Rasulullah s.a.v. Efendimiz, kendisi için her
müminden şu derece bir sevgi ve kalp bağı istemektedir: “Sizden biriniz beni kendi nefsinden, ailesinden,
çocuklarından, anne babasından ve bütün insanlardan daha fazla sevmedikçe, tam iman etmiş olmaz, gerçek imanın
tadını tadamaz.” (Buharî, Müslim, İbnu Mace, Ahmed)
Ayrıca her müminden Ashab-ı Kiram’ı,
alimleri, salihleri ve mümin kardeşlerini sevmesi, onları hayırla anması, kalbinde onlara yer vermesi,
dualarına katması, onlarla ilgilenmesi istenmektedir. “Birbirinizi sevmedikçe mümin olamazsınız”

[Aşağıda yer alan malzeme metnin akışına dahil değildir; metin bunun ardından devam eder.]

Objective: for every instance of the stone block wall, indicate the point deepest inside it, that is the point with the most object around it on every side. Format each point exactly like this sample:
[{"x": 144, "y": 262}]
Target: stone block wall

hadisi, bu sevgiyi anlatmaya yeterlidir. Yüce Allah’ın: “Sakın zalimlere meyletmeyin, yoksa size de
ateş dokunur.” (Hud, 113) uyarısını her kalp sahibi dikkate almalıdır. “Ey iman
edenler Allah’tan korkun ve benim sadık kullarımla beraber olun.” (Tevbe, 119) ayeti, kalbin kimlere
yönelmesi ve bağlanması gerektiğini göstermektedir.
ÖLÜM RABITASI
Kur’an
ve Sünnet’te emredilen rabıtalardan biri de ölüm rabıtasıdır. Kur’an’da insanı
dehşete düşürecek, hayrete sevkedecek ölüm halleri, kıyamet sahneleri ve ahiret manzaraları anlatılmaktadır.
Bunlarla kalp dünyadan çekilip ebedi ahiret yurduna yöneltilmek istenmektedir. Rasulullah s.a.v. Efendimiz, Abdullah b. Ömer’e:
“Kendini ölmüş ve kabre girmiş say.” (Tirmizî, Ahmed) buyurarak ölüm rabıtasını tavsiye
etmiştir. Bu rabıta ile insanın dünyanın boş sevgi ve zevklerinden çekilip ebedi ahiret güzelliklerine
yöneleceğini, gafletin gidip kalbin dirileceğini ve günahlardan temizleneceğini haber vermiştir. (Tirmizî,
Nesaî, Münavî, Beyhakî)
Allah dostları tefekküre büyük önem vermişlerdir. İnsanın terbiyesi, konuşması
kadar susmasından da anlaşılır. Ancak, boş konuşma ve kötü düşünce kınandığı
gibi, içinde güzel düşünce ve tefekkür olmayan suskunluk da kınanmıştır.
Velilerden Fudayl
b. İyaz rh.a. der ki: “Tefekkür bir aynadır. Sana iyiliklerini ve kötülüklerini gösterir. Onda kalbinin halini
görürsün.”
Alimlerden Abdullah b. Mübarek rh.a., velilerden Sehl b. Ali k.s.’yi derin bir tefekküre dalmış
halde gördü. Onun ahiret hallerini düşündüğünü anladı ve “Nereye kadar ulaştın?” diye
sordu. O da, “Sırat köprüsüne kadar.” cevabını verdi.
Bişr b. Haris rh.a., tefekkürle
elde edilecek sonucu şöyle özetler: “Eğer insanlar Yüce Allah’ın büyüklüğünü anlayabilselerdi,
ona isyan etmezlerdi.”
RABITANIN SONUCU
Tasavvuf büyüklerinin tarif ve tatbik ettiği
rabıta da yukarıda anlatılan tefekkür çeşitlerinden birisidir. Rabıta, görülmesi Yüce Allah’ı
hatırlatan kâmil bir veliyi gönül aynasında seyretmek ve üzerinde zuhur eden ilâhi tecellileri görüp, Yüce Allah’ı
zikretmekten ibarettir.
Diğer bir yönüyle rabıta, Yüce Allah’ın dostu ile gönülde beraber olmaktır.
Onun kalbine emanet edilen ilâhi nura bağlanmaktır. Onun ilâhi aşkla kaynayan kalbine inen feyizden nasiplenmektir.
Velideki dostluk sırrını düşünmektir. Salihleri özlemek ve onlardaki güzel ahlâka özenmektir. Sevgi atmosferi
içinde kalbi uyandırıp Hakka yöneltmektir.
Kısaca rabıta, Allah’ın yeryüzündeki şahidine
bakarak Allah’ı tanımaktır. İşte tefekkürün özü de budur.